Hamlet, Shakespeare's most famous play, resists generalization because any claim begs its opposite. So when I write that the production of Hamlet currently playing at Fullerton's Maverick Theater is an utter failure, I also have to recognize that the play itself requires failure in order to achieve success, though failure of quite another order. Let me explain.

It all begins with Hamlet the character—the great Dane who has occupied the world's greatest minds since his inception. Hamlet, at his most basic level, is an avenger—commissioned by the ghost of his father to kill Claudius, Hamlet's uncle, as punishment for sending Hamlet's father to an early grave so he, Claudius, could take over Denmark and the queen of Denmark's bed.

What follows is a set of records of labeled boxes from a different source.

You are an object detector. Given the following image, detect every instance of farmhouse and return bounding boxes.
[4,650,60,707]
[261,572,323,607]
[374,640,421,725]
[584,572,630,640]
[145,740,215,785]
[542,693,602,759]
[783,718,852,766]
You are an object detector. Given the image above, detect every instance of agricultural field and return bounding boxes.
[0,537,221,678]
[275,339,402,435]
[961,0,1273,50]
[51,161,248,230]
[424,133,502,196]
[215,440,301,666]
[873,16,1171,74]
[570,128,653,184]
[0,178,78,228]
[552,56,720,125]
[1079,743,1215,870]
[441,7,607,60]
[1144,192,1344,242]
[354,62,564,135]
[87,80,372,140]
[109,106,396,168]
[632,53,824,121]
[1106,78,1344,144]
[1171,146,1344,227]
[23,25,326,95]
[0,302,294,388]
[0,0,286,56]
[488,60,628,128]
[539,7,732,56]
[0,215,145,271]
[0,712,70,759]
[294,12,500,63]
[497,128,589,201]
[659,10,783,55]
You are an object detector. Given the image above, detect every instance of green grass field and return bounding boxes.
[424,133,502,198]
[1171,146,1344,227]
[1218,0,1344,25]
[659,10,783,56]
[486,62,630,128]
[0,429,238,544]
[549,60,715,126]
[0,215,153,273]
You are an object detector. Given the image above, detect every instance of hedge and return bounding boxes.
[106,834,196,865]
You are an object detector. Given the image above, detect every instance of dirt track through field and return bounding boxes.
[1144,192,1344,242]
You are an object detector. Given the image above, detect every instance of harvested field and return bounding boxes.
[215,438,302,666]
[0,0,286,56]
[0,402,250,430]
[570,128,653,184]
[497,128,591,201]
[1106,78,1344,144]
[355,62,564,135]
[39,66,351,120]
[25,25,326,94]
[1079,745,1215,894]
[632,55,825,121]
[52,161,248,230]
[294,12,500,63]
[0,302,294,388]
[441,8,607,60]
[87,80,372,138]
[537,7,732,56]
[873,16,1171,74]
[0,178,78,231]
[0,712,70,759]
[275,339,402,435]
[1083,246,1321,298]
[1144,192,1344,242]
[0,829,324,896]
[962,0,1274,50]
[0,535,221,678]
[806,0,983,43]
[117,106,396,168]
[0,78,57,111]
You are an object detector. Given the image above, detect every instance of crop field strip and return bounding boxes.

The problem, and necessary failure, is that this barbaric and seemingly simple task is given to the most aware and self-conscious character ever conceived by a playwright. It's like telling the Dalai Lama to pick up a loaf of bread at Ralph's—the context doesn't match the character. But take the character (Hamlet/Dalai Lama) out of the context (kill your uncle/buy bread), and you are left with complete insignificance—the recipe for dramatic failure. In order to turn this threat of failure into a successful production, a theater group has to embrace the transcendence of the play while recognizing the impossibility of their task—a daunting undertaking for even the most motivated and talented of production companies.

Lacking any sort of unifying concept, Maverick Theater's Hamlet, directed by Nick McGee, sets itself up for disaster. Their production looks like a traditional staging of the play, complete with men in tights and flats painted to look like a stone fortress. Their production is also clearly the Hamlet Show; however, their Hamlet (Christopher Goss) is all spittle and scorn, with too few moments of convincingly reasoned intellect or illuminating clarity. Failing to grasp the Hamlet Shakespeare created—the Hamlet who resists definition and profoundly affects everything and everyone he comes into contact with—Goss is an island, connecting with and affecting nothing even with the aid of cinematic music piped in to manufacture a shred of an emotional response from the audience.

Also problematic is the players' enactment of the “Murder of Gonzago”—the scene where a group of traveling actors portrays a scenario much like the one that took place when Claudius poisoned Hamlet's father and hastily married Hamlet's mother. Hamlet hopes that the “Murder of Gonzago” will reveal Claudius' guilty conscience, but the trite and silly play presented in McGee's version of Hamlet elicits anything but the heightened truth needed from this play within a play.

Maverick Theater's current production proves it takes more than expressively spoken iambic pentameter and a handful of Renaissance Faire costumes to pull off a successful staging of Shakespeare's most enigmatic play.